The news item that gold prices did react to was Friday’s U.S. jobs report. The release, which showed that non-farm payrolls added 171,000 jobs, beating the expected 125,000 increase, caused gold to sell off by $40; this was the largest single-day fall in the commodity this year. This “strong” report demonstrates that investors were looking for positive data, having ignored the reality that the overall unemployment rate ticked up from 7.8% to 7.9% and that these figures ignore both the underemployed and those that have given up looking for jobs.
In addition to the above global macro factors, two major gold miners – Barrick Gold (NYSE: ABX) and Newmont Mining (NYSE: NEM) – announced disappointing results this week, largely on ballooning costs. Barrick saw production fall by 7.7% and reported earnings of $0.62 per share against consensus analyst expectations of $1.00 per share. Newmont had earnings of $0.86 against expectations of $0.89. Of particular note is the fact that Barrick saw costs rise to $580 per ounce and Newmont saw costs rise to $693 per ounce.
The Election Impact
In general, a Romney victory is predicted to be a negative for gold, as he has promised to tighten fiscal policy and bring new discipline to the government. A tightening of fiscal policy would presumably be coupled by pressure out of the White House on the Fed to tighten monetary policy, targeting a reasonable level of inflation and some end to indefinite quantitative easing. One of the major catalysts for gold over the recent period has been driven by investor concern over the QE efforts of the Fed. Additionally, Romney is expected to be more active in defending the dollar against other currencies; a strong dollar tends to be bearish for gold.
While an Obama victory would allow the recent market forces to continue, presumably driving gold higher, that is not the nightmare scenario that would drive gold immediately much higher. Recent polls are showing that the two candidates are essentially tied in the polls. This harkens back to the Bush election where the country was forced to wait while politicians, judges and lawyers scrambled to decide who had really, or legally, won the election. Should such a scenario repeat, it will almost certainly lead to short-term economic uncertainty and a pop in the price of gold.
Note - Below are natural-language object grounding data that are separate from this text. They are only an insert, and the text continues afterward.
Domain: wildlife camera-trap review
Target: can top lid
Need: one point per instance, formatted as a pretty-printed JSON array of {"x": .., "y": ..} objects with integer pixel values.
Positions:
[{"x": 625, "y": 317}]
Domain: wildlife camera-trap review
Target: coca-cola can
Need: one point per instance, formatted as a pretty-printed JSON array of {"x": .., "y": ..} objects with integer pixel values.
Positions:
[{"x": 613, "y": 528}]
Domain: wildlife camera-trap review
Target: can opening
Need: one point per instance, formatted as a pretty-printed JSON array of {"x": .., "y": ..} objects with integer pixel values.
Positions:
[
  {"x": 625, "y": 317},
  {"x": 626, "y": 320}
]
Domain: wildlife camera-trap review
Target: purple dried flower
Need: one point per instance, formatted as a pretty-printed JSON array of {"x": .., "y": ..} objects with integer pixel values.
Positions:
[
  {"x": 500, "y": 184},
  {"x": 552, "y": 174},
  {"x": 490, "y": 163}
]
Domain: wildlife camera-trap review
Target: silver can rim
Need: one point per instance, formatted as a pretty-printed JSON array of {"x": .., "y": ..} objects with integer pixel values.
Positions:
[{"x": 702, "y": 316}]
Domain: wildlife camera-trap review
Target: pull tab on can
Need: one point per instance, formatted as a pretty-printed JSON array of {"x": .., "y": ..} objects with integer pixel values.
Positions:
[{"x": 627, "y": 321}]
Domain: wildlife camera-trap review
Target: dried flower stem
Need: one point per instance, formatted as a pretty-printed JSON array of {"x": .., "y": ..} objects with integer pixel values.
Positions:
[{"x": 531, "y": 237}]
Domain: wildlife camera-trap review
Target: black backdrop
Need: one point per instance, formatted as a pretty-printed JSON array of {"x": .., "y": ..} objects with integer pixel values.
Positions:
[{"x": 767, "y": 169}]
While an orderly election, regardless of the winner, is not likely to have a lasting impact on the price of gold, any election issues may. If you wish to protect against this possibility, an allocation to the SPDR Gold Shares (NYSEMKT: GLD) will protect your portfolio. The gold ETF tracks the price of gold and is available in small enough denominations to suit the needs of most retail investors. Having an allocation to gold is advisable in all types of market conditions. The upcoming election may serve as a reason to begin building your position at current levels.